Letter from the editor, November ’13

by Casey Jaywork | Editor in Chief

The Central Circuit exists to empower students and the SCCC community as democratic citizens, by providing relevant news and creating a forum for campus expression and discussion. In other words, we are biased: we exist for the people of Seattle Central.

This bias toward promoting the welfare and and agency of Seattle Centrists influences our reporting, in the same way that The Economist and The Wall Street Journal are influenced by existing through and for business professionals. We are not objective because objectivity is not a real thing: the very concept of what counts as “newsworthy” is evaluative. We are, however, honest, in the sense that we are storytellers who are constrained by the facts. Our criterion for what to include in our publication is, “Does it empower students and others as self-determining citizens?” Our criterion for what to exclude is, “Is it inaccurate? Did it not actually happen?” To read our news articles with hyperlinks to our sources, check out our website at CentralCircuit.com.
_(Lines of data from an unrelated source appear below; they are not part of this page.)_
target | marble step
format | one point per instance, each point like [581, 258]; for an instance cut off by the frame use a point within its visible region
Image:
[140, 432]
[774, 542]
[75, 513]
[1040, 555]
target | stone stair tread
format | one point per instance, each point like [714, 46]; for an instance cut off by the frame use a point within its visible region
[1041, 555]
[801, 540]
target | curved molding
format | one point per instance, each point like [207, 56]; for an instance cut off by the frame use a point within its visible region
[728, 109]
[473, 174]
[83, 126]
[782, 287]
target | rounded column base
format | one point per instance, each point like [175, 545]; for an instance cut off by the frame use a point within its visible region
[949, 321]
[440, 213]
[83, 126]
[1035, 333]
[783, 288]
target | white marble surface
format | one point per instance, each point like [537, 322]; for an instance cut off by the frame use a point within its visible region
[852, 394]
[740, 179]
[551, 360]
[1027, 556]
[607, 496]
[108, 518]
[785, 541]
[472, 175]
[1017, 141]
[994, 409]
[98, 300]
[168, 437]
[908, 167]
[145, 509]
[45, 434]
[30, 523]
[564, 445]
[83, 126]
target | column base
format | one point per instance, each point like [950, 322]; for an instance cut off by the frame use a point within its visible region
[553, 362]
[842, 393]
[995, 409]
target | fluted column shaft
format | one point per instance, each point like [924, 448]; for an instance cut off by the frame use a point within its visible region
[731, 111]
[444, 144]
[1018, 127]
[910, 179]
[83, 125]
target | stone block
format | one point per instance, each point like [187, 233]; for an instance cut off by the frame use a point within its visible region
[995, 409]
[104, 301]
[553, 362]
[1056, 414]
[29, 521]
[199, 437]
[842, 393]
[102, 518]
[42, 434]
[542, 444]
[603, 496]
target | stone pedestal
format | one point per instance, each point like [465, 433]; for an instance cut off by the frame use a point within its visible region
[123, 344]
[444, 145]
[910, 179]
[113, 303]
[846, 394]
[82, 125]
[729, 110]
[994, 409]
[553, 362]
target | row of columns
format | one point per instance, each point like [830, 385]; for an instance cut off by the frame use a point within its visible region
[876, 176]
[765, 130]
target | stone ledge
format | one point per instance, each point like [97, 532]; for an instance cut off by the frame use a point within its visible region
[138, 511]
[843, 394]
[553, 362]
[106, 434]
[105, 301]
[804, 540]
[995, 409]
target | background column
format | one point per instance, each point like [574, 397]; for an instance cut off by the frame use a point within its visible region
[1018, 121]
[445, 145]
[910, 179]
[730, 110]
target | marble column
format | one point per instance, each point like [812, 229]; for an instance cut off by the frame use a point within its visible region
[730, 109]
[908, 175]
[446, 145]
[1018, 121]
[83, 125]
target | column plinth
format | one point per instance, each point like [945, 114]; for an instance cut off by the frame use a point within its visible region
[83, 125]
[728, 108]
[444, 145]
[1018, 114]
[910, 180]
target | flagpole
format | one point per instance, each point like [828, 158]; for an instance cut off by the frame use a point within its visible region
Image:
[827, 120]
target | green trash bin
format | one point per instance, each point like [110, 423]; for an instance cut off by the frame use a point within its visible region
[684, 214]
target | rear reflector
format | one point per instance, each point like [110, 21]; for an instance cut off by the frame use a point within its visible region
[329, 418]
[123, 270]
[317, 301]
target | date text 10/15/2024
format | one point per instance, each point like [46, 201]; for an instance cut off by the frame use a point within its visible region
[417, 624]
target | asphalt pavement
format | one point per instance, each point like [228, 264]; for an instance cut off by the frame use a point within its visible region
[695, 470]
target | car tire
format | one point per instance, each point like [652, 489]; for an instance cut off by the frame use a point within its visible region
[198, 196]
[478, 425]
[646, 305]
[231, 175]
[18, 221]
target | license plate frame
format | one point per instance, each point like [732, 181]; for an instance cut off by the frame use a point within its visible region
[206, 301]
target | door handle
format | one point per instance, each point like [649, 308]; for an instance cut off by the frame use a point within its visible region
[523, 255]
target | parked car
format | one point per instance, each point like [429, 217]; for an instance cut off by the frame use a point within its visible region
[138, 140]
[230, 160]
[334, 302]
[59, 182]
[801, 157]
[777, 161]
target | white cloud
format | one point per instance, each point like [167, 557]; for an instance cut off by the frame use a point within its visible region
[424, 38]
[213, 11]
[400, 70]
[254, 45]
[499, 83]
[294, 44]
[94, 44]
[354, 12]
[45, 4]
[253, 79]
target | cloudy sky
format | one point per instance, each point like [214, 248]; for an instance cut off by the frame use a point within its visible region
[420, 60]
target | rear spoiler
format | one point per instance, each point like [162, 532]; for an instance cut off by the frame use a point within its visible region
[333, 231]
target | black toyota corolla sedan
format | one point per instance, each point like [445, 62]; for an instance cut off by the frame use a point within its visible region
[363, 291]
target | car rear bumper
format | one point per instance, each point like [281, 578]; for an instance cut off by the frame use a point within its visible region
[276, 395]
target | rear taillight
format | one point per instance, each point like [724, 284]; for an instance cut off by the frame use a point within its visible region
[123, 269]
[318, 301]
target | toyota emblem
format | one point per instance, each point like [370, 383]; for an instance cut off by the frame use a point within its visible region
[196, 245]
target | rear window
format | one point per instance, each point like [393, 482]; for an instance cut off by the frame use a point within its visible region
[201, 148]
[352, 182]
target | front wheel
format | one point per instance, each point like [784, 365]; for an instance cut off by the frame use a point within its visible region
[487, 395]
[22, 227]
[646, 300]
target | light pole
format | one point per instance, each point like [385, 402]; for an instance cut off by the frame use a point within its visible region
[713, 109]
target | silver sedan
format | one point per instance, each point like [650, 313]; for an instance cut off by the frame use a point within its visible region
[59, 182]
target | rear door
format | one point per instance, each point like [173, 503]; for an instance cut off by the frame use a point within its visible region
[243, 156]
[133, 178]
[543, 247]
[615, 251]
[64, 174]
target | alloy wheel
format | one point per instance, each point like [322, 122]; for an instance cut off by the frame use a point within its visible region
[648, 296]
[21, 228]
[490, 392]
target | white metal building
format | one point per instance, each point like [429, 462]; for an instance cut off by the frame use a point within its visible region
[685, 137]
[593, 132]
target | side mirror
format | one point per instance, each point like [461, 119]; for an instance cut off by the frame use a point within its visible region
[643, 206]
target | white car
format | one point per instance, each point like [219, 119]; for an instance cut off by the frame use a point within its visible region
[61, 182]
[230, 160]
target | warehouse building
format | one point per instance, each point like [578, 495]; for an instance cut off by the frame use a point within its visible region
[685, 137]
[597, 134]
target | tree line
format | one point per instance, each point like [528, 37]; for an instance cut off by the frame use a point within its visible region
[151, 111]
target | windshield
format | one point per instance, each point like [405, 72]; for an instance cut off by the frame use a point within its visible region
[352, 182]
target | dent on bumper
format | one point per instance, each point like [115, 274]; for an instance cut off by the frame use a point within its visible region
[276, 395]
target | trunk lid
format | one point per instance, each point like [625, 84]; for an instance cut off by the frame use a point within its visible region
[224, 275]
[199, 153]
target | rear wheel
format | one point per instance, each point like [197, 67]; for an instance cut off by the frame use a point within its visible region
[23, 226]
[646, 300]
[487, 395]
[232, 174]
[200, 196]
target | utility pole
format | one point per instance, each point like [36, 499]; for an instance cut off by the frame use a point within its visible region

This is our first issue for the 2013-14 school year, and there’s no shortage of democratically-relevant goings-on. Our cover story introduces Kshama Sawant, an SCCC economics professor who is running for city council as (gasp!) a socialist. We also feature a report by A&E editor Diana Gener on SCCC student Carlos Hernandez, who was allegedly illegally fired from Subway for his labor-organizing activities. Perhaps most important is the new attempt by the college’s Board of Trustees to silence student dissent and privatize our campus, covered by staff writer Katherine Morgan.

Campus News Editor Amber Lyons tells of the fate of SCCC’s Egyptian Theater and explains how to be poor; Photo Editor Gabrielle Warner covers police brutality protests, managing editor Maggie Tsai tells us how Bill Gates is doing, Web Editor Lin Na describes SCCC’s fashion scene, Copy Editor Jared Winninghoff relates the month’s crimes, and I expound on Obamacare and the importance of being electoral. In student submissions, we have an editorial by Catherine Lumadede on the Kenyan response to the al-Shabaab mall attack. Finally, graphic designer Caitlin Sussman wallows in the madness of The Room and fantasy football, and staff writer Holden Kosàly-Meyer reminds us that Winnie the Pooh is brilliant.